Having only quickly skimmed this and not looked into your code (so could be my fault), I find myself a bit confused about the baselines: funding a single research scientist (I’m assuming this means at a lab?) or Ph.D. student for even 5 years seems to unclearly equivalent to 87 or 8 adjusted counterfactual years of research—I’d imagine it’s much less than that. Could you provide some intuition for how the baseline figures are calculated (maybe you are assuming second-order effects, like funded individuals getting interested in safety and doing more or it or mentoring others under them)?
(I only have the post itself to go off of)
I was initially confused about this too. But I think I understood some of what was going on on a second skim:
Recall that their metric for “quality-adjusted research year” assumes a year of research “of average ability relative to the ML research community,” and “Working on a research avenue as relevant as adversarial robustness.”
I think their baselines are assuming a) much higher competency than the ML research community average and b) that the research avenues in question are considerably more impactful than the standard unit of analysis.
This will naively get you to 100x. Presumably adjusting for counterfactuals means you go a little lower than that. That said, I’m still not sure how they ended up with 84x and 8.7x, or why the two numbers are so different from each other.
This is broadly correct!
Regarding
the answer is discounting for time and productivity. Consider the 84x for research scientists. With a 20% annual research discount rate, the average value of otherwise-identical research relative to the present is a bit less than 0.9. And productivity relative to peak is very slightly less than 1. These forces move the 100 to 84.
Regarding
the answer is mainly differences in productivity relative to peak and scientist-equivalence. As in the plots in this section, PhD students midway through their PhD are ~0.5x as productive as they will be at their career peak. And, as in this section, we value PhD student research labor at 0.1x that of research scientists. The other important force is the length of a PhD—the research scientist is assumed to be working for 1 year whilst the PhD student is funded for 5 years, which increases the duration of the treatment effect and decreases the average time value of research.
Very roughly: 100x baseline you identified * ~0.5x productivity * 0.1x scientist-equivalence * 5 years * ~0.5 average research discount rate = 12.5. (Correcting errors in these rough numbers takes us to 8.4.)
That makes sense, thanks for the explanation! Yeah still a bit confused why they chose different numbers of years for the scientist and PhD, how those particular numbers arise, and why they’re so different (I’m assuming it’s 1 year of scientist funding or 5 years of PhD funding).
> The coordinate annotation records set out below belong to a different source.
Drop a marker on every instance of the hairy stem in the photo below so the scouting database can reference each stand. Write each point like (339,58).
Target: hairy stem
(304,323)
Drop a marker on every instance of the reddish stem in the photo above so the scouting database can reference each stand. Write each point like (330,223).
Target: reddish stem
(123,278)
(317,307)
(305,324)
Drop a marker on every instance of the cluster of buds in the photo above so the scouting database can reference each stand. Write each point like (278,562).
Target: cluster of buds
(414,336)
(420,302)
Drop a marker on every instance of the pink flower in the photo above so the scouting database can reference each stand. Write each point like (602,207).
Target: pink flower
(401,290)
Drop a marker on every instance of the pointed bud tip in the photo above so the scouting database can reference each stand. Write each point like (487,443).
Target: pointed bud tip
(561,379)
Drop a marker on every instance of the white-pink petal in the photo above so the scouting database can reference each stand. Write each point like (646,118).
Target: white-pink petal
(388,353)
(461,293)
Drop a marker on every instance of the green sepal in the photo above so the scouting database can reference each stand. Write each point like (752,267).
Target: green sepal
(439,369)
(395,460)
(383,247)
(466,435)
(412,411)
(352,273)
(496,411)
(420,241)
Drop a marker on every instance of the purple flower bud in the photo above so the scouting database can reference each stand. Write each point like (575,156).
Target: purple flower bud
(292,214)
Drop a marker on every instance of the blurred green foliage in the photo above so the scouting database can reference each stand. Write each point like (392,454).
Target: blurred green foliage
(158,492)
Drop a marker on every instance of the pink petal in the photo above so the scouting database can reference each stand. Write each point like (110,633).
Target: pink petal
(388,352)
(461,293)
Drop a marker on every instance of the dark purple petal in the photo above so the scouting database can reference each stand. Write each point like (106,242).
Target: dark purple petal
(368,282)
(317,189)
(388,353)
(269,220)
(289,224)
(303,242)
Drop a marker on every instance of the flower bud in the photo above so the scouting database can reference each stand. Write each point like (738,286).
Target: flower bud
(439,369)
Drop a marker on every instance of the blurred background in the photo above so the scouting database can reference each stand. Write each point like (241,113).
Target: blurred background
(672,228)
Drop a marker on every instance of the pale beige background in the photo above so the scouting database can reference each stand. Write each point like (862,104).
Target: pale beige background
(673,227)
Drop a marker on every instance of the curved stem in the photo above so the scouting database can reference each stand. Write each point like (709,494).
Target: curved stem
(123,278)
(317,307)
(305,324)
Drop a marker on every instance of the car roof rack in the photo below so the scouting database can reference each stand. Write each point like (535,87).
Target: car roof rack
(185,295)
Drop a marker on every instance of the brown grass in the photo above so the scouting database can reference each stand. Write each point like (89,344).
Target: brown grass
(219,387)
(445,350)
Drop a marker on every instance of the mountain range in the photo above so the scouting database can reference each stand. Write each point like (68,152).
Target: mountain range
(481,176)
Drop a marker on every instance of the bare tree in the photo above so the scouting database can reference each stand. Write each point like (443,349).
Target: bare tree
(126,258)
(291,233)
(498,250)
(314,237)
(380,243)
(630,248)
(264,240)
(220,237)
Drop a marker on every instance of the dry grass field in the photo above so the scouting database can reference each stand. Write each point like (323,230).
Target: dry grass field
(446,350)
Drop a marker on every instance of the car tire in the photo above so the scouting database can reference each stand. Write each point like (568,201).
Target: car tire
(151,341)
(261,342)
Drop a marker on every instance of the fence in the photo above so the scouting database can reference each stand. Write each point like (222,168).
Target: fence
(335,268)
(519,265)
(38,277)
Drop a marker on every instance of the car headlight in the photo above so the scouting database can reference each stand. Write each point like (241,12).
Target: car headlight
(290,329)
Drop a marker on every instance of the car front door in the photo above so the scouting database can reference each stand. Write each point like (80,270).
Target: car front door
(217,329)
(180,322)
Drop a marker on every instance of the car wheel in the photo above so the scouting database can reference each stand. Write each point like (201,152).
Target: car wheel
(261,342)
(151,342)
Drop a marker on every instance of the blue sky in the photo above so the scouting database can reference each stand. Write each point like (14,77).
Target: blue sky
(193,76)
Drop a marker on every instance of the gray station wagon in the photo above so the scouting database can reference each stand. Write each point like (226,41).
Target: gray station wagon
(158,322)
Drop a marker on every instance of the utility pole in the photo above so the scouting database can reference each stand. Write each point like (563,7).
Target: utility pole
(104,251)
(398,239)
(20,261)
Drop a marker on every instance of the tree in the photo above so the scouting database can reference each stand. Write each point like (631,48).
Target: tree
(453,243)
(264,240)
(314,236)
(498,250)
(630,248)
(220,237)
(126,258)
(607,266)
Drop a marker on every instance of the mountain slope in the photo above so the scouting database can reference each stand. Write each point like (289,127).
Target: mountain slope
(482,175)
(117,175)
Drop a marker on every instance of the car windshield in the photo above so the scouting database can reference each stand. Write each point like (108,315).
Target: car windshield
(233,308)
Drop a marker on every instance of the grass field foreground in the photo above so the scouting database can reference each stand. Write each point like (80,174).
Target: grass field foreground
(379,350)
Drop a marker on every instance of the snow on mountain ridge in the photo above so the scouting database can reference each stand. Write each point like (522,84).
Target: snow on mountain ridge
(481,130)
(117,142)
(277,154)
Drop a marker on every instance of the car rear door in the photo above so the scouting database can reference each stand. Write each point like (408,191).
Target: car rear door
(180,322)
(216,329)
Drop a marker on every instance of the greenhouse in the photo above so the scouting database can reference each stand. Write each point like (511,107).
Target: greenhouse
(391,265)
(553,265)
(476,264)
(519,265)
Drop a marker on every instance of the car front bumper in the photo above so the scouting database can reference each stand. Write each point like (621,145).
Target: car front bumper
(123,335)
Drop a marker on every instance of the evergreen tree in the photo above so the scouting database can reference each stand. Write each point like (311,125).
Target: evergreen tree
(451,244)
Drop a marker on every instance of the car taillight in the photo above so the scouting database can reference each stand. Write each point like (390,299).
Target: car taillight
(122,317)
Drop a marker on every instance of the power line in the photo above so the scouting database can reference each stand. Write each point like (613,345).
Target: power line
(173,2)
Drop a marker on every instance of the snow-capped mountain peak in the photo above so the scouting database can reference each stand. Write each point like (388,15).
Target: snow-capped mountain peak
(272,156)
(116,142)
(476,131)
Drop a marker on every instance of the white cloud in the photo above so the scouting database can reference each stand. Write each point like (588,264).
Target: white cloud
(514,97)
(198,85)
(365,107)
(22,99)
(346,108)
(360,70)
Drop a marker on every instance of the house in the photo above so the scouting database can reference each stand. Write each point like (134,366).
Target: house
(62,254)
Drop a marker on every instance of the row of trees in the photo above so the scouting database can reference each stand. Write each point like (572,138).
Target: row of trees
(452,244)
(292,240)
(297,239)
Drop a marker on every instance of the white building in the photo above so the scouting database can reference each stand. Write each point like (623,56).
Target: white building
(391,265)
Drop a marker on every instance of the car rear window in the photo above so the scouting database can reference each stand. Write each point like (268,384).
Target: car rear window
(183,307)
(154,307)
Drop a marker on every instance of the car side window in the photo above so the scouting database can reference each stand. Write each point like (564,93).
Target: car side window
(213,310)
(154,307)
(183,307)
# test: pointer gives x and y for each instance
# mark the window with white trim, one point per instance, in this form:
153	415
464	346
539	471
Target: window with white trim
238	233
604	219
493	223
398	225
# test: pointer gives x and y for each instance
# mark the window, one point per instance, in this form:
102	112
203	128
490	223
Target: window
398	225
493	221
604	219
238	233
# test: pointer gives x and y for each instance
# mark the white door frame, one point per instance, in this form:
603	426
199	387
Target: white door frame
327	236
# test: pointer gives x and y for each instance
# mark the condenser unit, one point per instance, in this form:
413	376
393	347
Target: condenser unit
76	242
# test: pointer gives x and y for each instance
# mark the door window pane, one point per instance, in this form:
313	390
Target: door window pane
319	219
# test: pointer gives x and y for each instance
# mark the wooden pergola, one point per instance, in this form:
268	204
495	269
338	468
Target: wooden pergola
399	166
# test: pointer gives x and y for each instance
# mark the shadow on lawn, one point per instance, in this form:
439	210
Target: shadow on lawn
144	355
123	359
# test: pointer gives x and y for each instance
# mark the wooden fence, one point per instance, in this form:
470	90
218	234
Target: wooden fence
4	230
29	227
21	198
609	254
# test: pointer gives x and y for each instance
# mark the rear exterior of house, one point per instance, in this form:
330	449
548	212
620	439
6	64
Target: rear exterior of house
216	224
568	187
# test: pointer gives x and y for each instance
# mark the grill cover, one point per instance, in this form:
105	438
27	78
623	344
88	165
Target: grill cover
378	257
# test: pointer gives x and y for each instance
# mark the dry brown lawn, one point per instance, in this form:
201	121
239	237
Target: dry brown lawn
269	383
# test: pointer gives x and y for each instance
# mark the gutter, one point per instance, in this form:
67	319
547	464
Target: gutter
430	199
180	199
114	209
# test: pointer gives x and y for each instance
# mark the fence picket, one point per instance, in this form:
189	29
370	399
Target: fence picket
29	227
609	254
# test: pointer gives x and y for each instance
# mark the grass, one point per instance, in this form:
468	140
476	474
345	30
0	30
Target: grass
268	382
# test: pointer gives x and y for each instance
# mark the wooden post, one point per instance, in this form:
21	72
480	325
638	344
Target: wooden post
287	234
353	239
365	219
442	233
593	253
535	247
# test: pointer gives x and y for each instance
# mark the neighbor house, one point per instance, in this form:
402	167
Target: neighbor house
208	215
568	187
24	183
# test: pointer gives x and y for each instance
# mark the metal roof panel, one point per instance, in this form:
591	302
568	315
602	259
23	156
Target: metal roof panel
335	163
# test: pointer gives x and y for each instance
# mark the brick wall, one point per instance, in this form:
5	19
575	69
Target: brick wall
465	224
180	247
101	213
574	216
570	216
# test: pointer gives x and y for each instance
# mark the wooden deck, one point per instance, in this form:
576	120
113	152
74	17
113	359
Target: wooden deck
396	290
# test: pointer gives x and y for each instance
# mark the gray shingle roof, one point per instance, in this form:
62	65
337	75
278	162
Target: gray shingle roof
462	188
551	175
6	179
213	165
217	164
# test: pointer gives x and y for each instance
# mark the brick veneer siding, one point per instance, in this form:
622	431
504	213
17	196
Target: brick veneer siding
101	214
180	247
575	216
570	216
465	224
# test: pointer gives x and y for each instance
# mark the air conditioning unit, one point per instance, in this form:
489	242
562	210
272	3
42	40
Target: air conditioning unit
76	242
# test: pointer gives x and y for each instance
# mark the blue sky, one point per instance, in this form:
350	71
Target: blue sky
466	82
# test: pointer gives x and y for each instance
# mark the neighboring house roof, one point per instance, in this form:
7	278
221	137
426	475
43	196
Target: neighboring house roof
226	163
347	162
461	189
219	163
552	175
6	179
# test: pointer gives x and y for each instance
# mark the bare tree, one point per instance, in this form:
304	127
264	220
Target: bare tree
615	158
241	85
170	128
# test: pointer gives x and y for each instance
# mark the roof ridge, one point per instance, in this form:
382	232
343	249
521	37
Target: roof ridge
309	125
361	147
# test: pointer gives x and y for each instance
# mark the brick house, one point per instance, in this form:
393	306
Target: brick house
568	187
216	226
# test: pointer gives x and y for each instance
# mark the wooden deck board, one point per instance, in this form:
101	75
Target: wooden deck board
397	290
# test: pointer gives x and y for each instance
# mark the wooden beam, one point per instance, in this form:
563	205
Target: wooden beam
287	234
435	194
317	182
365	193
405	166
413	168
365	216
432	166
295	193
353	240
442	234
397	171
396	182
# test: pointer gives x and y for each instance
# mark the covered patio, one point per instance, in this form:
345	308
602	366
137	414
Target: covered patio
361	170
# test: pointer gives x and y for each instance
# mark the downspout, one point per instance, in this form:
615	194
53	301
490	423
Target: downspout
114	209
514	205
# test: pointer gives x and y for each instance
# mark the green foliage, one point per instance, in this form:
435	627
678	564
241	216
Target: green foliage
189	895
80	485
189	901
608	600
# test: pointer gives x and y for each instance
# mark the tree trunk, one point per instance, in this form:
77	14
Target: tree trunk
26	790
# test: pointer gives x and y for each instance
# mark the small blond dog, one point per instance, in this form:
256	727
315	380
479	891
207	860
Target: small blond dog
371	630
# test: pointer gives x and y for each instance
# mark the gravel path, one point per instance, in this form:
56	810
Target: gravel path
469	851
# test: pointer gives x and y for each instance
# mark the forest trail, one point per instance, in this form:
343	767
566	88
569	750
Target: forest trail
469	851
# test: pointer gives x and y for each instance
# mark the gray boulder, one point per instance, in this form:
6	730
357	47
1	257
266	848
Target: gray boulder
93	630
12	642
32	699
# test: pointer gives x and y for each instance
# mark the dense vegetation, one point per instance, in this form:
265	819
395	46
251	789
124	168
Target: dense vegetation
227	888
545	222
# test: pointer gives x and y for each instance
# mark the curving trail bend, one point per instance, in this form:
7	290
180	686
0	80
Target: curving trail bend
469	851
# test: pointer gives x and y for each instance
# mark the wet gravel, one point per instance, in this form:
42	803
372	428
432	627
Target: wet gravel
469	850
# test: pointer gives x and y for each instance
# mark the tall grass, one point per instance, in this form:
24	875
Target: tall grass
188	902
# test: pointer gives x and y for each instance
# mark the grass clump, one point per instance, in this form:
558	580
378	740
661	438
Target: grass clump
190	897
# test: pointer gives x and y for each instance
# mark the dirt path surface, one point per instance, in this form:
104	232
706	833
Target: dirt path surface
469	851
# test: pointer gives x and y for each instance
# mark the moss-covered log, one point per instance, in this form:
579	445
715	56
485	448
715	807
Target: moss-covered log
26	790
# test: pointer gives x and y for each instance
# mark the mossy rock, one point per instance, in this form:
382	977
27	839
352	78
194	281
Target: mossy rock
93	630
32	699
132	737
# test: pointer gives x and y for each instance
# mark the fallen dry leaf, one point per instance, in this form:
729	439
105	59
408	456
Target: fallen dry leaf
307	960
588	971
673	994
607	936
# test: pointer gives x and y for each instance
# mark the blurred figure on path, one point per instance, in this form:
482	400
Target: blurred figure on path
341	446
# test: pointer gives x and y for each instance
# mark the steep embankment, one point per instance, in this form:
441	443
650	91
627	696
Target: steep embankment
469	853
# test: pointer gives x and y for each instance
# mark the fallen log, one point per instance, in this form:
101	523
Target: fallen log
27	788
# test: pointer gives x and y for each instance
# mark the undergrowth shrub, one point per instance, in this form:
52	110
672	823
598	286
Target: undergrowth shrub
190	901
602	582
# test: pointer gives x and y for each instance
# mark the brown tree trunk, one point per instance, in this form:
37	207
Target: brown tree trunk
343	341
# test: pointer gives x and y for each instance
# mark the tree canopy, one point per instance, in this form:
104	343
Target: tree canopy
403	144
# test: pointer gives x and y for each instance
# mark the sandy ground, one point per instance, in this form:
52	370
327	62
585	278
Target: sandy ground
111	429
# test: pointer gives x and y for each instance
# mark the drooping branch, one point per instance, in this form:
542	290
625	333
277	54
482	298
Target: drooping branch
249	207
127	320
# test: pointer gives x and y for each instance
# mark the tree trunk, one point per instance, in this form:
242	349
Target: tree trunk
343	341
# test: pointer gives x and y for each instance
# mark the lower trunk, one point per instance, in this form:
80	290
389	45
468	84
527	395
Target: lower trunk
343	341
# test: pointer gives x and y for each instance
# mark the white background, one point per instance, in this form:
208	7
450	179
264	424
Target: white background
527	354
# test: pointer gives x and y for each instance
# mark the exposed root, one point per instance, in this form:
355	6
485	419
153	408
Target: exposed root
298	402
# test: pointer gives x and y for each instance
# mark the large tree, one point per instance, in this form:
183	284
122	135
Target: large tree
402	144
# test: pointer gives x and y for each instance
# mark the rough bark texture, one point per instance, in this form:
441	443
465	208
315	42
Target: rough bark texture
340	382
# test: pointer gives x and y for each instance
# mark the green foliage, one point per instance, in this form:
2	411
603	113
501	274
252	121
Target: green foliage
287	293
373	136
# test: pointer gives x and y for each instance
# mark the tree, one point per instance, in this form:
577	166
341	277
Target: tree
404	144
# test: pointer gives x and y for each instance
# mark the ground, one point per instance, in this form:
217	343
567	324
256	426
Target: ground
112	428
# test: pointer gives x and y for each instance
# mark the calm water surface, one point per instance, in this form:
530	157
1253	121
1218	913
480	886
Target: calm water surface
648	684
Yup, wanted to confirm here the ~100x in efficacy comes from getting 10x in relevance and 10x in ability (from selecting someone 10x better than the average research scientist).
Regarding the relative value of PhD vs scientist: the model currently values the average scientist at ~10x the average PhD at graduation (which seem broadly consistent with the selectivity of becoming a scientist and likely underrepresents the research impact as measured by citations—the average scientist likely has more than 10x the citation count as the average PhD). Then, the 5 years includes the PhD growing significantly as they gain more research experience, so the earlier years will not be as productive as their final year.
I’m confused where these assumptions are stored. All of the parameter files I see in GitHub have all of the `ability_at_*` variables set equal to one. And when I print out the average of `qa.mean_ability_piecewise` for all the models that also appears to be one. Where is the 10x coming from?